The film keeps to most of the story, and invents some novel little twists. Grodman (Sidney Greenstreet) has been the brilliant Yard Superintendent for many years, and suddenly learns that he made a stupid error that cost an innocent man his life. The innocent man claimed he spoke to a minister at the time of the crime, and that the minister was going to Wales by boat the next day. Grodman explains that everyone knows that you go from London to Wales by train, not by boat. But it turns out the minister (Arthur Shields) went to New South Wales by boat. He did not hear about the trial of the man until it was too late for him to get back in time. Grodman is condemned in the press, and forced to resign - to be replaced by his rival Superintendent Buckley. This is bad enough, but Grodman is aware of two things that gnaw at him:

1) the evidence that convicted the innocent man was the word of the nephew of the victim (and her heir)that suggested the innocent man was at the scene of the crime when he was with the minister (i.e., the nephew lied).

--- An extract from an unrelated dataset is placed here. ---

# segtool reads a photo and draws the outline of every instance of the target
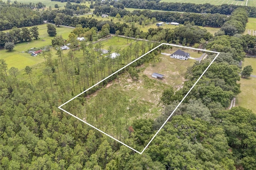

2) Although Grodman's official work led to the successful trial and prosecution of the innocent man, he really is not responsible for the tragedy. Buckley suspected that the minister may have taken the ship to New South Wales, not Wales, and eventually locates the minister - but he took his time doing it, and did not mention it to Grodman or anyone else. In short, Buckley let Grodman's work kill an innocent man, so he could be disgraced and Buckley could replace them.

If you keep these two points in mind the entire plot makes sense. Grodman wants to return the favor with interest to Buckley.

Furthermore, the nephew of the victim (Morton Lowry - Arthur Kendall in the film), is rather despicable due to his fighting his workers seeking for better pay. He is confronted by a member of Parliament (Paul Cavanagh) who frequently has arguments with him in public. Both Lowry and Cavanagh are friends of Greenstreet and of his closest friend Peter Lorre. Cavanagh, Lowry, and Lorre live across the street from Greenstreet.

I will not go further into the plot, but it is done with great panache. At one point or another (including one famous sequence dealing with pairs of white gloves) everyone (including George Coulouris as Superintendent Buckley) is suspected of being the killer in the plot. It was a very finely made thriller, well directed by Don Siegel and with a tiptop cast. Being the only work by Zangwell that made it to the screen, it seems he was pretty well served after all.